After all, the "market decided" (ignoring both the extreme government
intervention driving the market as well as its path-dependence) and "you can
choose not to patronize them" (until there's no other game left in town for
your de facto mandatory policies). The government (NSA) may be the only entity
that can lawfully send men-with-guns after you, but they aren't the only
entity that can kick you out of your home and prevent your access to food.

------
theworst
Everybody needs insurance, in one form or another (at least in the US).
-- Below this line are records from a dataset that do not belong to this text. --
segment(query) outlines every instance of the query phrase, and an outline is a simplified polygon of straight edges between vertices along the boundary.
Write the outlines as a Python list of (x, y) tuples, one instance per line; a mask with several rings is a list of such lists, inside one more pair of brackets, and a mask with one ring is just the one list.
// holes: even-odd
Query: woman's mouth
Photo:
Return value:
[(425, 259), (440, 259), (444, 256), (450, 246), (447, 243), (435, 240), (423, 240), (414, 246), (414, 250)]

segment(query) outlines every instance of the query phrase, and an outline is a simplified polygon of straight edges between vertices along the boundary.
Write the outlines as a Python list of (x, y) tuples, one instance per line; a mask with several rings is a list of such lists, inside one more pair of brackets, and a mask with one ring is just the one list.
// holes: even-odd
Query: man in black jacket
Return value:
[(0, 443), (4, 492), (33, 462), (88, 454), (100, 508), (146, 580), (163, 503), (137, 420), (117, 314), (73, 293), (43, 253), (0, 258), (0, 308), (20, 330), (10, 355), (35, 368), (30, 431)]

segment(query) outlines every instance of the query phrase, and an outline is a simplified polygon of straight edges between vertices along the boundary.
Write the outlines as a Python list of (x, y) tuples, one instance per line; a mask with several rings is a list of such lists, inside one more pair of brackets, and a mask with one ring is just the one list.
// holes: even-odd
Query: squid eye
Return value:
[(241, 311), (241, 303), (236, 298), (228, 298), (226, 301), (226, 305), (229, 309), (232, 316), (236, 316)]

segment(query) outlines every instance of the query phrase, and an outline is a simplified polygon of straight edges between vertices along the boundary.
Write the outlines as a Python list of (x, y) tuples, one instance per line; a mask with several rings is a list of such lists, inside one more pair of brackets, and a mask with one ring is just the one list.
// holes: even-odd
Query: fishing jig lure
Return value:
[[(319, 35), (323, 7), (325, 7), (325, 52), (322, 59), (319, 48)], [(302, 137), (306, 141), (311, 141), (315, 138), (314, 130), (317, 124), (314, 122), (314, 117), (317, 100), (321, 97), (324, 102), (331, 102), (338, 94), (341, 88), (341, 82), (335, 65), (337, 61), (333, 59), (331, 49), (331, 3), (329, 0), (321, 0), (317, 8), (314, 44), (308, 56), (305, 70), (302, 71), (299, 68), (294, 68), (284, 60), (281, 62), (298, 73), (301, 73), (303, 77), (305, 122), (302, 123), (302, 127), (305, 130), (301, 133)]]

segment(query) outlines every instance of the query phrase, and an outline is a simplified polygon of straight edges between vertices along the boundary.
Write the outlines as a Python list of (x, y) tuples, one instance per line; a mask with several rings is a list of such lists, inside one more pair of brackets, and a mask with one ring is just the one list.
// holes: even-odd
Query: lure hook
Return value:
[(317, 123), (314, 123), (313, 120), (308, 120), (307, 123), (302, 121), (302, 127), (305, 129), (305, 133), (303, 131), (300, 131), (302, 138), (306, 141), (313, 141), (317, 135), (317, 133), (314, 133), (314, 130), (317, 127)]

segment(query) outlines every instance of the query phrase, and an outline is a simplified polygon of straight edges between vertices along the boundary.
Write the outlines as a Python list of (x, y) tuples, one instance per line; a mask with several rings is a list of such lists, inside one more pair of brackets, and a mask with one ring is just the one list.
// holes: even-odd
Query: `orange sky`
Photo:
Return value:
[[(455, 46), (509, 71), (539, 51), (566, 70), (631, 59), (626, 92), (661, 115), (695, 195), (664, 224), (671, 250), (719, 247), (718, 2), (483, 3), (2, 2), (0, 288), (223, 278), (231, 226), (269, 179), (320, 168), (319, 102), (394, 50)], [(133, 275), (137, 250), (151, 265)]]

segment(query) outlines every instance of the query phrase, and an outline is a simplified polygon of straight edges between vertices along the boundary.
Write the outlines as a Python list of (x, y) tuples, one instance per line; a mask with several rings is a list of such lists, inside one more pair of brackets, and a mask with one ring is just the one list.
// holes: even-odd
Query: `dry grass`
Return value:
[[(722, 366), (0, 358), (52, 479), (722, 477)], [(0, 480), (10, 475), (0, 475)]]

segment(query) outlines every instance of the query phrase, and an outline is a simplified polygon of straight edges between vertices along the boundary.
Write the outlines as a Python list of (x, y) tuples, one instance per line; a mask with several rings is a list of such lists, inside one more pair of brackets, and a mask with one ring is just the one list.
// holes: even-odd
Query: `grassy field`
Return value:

I wonder if a company like Google that can possibly determine non-obvious risk
factors, has a major advantage here.

E.G., imagine if people who searched for the term "dui attorney" were 40x more
likely to be involved in a vehicular homicide as a defendant. Google could
refuse to insure those searchers, and, as such, significantly cut everyone
else's premiums (giving them a major competitive advantage).

I have no special knowledge about the distribution of insurance payouts, but I
would guess it follows a power distribution. If so, removing the top 10% of
payout insurees could HUGELY decrease insurance payouts.

Does anyone know if the major costs to auto/home/health insurers are payouts?

Excluding healthcare, do people care if folks who exhibit risky behavior pay
higher premiums? In the US, young men (actuarian-proven to be higher risk) pay
higher auto insurance, and everyone seems fine with it.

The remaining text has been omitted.